Crystallizers are a type of process equipment which are used to perform a variety of solid/liquid separation or crystal size refinement processes in the chemical and petrochemical industries. Crystallizers, like other processing machines, must be accurately tuned and monitored to ensure optimal performance. Monitoring and adjusting the vibrational parameters of crystallizers involves a variety of techniques, such as acoustic emission, system response, ultrasonic, and more. Each of these techniques requires careful consideration before vibration tuning begins.
Acoustic emission is one of the more common methods of detecting changes in crystallizer vibration. By outfitting the crystallizer with an acoustic emission system, high frequency impulses can be detected, providing valuable information on the frequency, amplitude, and duration of the vibration being experienced. This acoustic data can be further analyzed and used to assess the structural integrity of a crystallizer, as well as enabling adjustments to the vibration frequency and amplitude in order to reduce unwanted vibration and improve the efficiency of the crystallization process.

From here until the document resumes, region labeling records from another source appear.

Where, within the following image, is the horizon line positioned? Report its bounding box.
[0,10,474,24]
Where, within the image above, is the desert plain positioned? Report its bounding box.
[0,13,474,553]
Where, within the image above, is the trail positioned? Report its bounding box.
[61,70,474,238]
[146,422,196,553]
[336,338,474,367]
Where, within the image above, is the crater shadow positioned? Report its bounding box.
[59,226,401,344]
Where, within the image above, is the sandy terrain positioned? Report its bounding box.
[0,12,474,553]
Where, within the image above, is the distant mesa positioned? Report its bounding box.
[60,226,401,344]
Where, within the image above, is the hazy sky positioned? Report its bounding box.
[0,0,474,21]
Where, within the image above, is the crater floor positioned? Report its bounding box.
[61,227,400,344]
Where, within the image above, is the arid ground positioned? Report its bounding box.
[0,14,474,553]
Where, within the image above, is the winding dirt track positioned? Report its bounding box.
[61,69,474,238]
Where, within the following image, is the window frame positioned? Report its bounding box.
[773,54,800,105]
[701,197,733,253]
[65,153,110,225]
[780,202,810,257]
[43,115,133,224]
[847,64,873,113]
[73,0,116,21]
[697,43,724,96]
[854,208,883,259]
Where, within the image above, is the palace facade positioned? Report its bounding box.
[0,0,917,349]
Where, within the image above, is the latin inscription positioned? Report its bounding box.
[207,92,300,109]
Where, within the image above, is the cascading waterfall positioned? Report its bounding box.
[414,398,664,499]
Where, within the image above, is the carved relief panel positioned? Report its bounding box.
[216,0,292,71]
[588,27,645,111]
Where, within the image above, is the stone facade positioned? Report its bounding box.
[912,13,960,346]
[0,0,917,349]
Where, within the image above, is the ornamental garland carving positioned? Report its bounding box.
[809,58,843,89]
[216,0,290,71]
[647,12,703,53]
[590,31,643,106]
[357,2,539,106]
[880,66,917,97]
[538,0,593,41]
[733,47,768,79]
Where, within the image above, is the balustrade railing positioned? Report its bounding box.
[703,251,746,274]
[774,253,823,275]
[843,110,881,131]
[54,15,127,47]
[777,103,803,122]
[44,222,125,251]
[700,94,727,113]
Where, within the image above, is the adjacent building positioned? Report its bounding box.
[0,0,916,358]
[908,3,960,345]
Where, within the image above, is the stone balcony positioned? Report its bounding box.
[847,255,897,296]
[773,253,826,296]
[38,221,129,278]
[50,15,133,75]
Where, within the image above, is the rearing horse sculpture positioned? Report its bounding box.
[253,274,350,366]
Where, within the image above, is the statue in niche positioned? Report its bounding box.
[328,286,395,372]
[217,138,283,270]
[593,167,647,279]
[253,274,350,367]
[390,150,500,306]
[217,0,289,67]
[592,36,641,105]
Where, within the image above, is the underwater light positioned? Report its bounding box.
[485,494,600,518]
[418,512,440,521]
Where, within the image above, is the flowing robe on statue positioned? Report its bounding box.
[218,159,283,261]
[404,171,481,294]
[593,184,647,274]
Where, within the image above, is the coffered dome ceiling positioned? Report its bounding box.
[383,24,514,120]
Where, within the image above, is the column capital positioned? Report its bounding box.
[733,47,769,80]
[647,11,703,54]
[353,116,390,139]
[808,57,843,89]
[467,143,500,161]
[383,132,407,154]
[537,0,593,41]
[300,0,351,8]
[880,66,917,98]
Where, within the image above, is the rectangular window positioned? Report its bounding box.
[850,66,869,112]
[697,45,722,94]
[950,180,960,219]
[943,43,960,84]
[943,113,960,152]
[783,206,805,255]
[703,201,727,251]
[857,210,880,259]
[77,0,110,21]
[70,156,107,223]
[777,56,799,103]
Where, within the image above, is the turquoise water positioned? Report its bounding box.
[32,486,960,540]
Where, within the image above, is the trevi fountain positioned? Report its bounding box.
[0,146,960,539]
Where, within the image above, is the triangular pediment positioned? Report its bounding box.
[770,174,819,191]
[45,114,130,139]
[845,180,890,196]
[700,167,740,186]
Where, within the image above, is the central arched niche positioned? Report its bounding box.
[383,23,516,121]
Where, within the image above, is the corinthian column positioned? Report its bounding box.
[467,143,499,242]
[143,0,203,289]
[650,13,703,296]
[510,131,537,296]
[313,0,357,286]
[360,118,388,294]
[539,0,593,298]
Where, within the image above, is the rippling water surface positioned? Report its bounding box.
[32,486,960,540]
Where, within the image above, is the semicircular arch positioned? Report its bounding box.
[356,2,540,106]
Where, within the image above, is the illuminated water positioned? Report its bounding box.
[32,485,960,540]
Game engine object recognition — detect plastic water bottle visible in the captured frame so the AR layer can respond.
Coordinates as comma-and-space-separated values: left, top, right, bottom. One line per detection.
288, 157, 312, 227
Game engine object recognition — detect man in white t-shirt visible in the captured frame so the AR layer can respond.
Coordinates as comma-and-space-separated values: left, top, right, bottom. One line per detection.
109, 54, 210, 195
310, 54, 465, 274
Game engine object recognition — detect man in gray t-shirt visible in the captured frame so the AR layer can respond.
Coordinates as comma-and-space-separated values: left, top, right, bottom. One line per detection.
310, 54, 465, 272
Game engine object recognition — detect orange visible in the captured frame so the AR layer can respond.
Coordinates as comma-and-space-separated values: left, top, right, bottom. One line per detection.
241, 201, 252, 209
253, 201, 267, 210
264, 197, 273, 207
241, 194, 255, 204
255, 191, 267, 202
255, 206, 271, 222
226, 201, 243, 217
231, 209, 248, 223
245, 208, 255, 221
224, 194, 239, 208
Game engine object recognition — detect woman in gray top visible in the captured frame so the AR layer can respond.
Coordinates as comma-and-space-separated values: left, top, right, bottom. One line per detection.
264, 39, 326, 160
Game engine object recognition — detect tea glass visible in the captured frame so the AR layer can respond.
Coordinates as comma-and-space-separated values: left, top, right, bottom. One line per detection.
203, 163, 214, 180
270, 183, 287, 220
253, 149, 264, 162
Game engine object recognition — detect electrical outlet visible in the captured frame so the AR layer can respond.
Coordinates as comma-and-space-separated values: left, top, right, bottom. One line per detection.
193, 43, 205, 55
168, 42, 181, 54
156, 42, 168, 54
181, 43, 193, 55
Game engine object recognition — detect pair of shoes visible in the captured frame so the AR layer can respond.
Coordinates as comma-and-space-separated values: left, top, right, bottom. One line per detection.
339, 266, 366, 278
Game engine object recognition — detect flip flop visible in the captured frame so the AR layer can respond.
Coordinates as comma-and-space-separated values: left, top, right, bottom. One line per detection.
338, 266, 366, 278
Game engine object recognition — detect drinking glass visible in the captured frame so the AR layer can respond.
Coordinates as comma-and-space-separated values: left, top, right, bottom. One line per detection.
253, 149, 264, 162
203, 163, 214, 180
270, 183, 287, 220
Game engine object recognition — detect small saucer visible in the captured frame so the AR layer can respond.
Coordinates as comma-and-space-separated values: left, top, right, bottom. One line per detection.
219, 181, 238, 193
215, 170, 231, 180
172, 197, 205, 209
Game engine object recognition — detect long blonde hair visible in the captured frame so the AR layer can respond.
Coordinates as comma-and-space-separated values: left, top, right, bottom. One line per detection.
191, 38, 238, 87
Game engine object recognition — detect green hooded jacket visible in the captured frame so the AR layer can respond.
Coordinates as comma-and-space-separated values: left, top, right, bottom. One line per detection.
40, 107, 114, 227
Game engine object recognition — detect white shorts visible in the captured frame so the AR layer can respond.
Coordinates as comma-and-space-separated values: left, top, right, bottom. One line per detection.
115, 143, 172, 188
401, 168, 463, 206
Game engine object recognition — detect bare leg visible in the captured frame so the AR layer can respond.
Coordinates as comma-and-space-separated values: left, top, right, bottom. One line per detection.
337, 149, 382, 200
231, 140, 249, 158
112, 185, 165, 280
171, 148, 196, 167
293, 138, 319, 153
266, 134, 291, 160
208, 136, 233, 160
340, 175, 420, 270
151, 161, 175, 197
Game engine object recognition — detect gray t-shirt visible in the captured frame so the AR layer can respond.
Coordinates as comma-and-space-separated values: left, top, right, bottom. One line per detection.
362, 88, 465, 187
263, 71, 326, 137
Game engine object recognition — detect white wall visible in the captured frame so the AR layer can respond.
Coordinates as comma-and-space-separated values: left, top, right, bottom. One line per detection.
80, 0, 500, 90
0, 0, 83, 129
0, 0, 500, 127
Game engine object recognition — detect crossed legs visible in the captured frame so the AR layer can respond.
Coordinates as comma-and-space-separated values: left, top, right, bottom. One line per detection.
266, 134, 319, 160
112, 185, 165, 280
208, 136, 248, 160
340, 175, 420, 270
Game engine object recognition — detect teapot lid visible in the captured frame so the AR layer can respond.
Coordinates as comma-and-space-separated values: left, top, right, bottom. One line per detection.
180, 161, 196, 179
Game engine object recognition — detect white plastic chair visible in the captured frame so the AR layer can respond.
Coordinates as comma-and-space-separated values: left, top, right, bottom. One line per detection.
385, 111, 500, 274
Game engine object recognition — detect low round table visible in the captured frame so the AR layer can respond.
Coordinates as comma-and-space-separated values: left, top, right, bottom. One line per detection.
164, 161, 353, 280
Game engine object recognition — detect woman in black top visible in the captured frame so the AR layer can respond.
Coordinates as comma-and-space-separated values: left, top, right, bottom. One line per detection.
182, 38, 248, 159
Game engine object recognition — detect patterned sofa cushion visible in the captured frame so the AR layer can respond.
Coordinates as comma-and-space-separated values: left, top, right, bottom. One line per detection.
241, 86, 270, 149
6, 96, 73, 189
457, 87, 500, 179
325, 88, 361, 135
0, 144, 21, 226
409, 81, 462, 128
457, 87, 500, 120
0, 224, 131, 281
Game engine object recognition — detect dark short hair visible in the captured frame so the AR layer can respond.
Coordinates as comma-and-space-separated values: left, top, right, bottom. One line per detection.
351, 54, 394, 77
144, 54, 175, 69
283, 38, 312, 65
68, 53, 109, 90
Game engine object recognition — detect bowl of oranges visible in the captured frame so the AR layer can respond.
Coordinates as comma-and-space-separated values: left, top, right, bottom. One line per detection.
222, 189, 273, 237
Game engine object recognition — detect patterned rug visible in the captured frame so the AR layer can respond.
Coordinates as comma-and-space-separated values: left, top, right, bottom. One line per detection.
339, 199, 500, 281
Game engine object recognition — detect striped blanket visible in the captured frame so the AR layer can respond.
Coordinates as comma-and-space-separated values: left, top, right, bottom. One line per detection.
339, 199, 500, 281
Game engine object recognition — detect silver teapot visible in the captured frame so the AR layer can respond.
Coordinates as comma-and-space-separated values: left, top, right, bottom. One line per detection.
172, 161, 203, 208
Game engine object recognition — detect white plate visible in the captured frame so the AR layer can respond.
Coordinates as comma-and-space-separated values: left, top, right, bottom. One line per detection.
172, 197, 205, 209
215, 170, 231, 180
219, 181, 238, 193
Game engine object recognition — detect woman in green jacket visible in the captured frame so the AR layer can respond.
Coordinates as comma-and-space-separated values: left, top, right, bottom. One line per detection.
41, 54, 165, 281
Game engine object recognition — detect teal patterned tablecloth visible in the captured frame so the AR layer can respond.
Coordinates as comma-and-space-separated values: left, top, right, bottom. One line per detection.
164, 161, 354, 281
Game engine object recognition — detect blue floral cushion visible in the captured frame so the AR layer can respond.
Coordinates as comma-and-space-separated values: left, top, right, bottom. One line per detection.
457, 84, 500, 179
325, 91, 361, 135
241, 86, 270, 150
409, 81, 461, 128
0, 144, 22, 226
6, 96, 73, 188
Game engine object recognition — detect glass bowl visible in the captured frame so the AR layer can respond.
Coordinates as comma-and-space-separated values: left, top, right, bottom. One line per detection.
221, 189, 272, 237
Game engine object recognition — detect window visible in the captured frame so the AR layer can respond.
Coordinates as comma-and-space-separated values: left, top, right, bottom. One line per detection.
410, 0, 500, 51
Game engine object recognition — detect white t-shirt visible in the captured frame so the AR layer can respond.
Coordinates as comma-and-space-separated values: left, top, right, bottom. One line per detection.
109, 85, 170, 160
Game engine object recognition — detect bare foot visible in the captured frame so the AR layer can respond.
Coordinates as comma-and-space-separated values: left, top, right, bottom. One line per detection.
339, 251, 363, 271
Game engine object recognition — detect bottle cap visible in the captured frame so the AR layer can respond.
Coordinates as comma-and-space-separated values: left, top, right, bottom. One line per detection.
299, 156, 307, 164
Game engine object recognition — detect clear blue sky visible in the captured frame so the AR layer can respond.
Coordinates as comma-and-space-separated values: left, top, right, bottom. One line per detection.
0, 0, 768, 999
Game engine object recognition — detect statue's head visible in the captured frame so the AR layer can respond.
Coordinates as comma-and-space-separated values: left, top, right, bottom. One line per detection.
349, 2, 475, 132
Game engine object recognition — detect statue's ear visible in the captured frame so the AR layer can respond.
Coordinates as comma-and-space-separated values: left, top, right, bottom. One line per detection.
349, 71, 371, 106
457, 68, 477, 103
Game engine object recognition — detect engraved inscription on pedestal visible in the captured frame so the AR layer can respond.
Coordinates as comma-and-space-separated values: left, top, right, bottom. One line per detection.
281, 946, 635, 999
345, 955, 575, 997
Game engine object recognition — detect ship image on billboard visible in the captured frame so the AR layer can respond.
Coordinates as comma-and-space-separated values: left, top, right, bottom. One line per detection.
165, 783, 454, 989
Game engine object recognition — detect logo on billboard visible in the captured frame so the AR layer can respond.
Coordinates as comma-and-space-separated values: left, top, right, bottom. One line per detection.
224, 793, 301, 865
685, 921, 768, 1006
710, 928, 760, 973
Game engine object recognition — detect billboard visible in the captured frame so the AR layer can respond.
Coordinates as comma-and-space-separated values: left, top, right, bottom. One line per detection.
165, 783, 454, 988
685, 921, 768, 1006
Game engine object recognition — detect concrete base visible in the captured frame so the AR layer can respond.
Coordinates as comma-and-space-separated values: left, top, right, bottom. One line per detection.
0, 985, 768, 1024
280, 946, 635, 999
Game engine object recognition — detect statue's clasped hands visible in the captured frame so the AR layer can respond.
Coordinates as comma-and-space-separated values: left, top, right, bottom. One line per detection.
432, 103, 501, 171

System response testing is another tool used to achieve accuracy in vibrational tuning. System response testing provides an indication of how a crystallizer will respond when subjected to specific vibration frequencies and amplitudes. This information can be used to adjust the motors on a crystallizer, as well as to modify the crystallization process so that it operates optimally at the desired frequencies and amplitudes. Additionally, system response information is invaluable for troubleshooting any issues that may arise.
Ultrasonic testing is an invaluable tool for both the design and tuning of crystallizers since it provides a detailed evaluation of the exact frequencies that cause the crystallizer to vibrate. Additionally, the use of specific instruments and probes can allow for the identification of existing structural defects that could create excessive vibration. Ultrasonic testing can be employed to measure the frequency response of original crystallizer design, as well as the frequency response when changes are made to motor alignment, lubrication, and other factors.
In addition to acoustic emission, system response, and ultrasonic testing, there are also a variety of other techniques that can be employed to accurately measure and monitor the vibrational parameters of crystallizers. These include the use of accelerometers to measure acceleration, strain gauges for measuring force, eddy current probes for checking the balance of a system, and flowmeters to measure fluid flow. Each of these methods provides helpful information on the operation of a crystallizer and must be obtained for an accurate assessment of its performance.
Finally, it is important to remember that the vibration parameters of a crystallizer should be checked and adjusted regularly to ensure efficient operation. As discussed above, a variety of techniques should be used in order to obtain the most accurate measure of vibration and to adjust parameters accordingly. Additionally, regular maintenance and troubleshooting should be employed to ensure that all the components of a crystallizer are functioning properly and that any potential issues that arise can be addressed in a timely manner.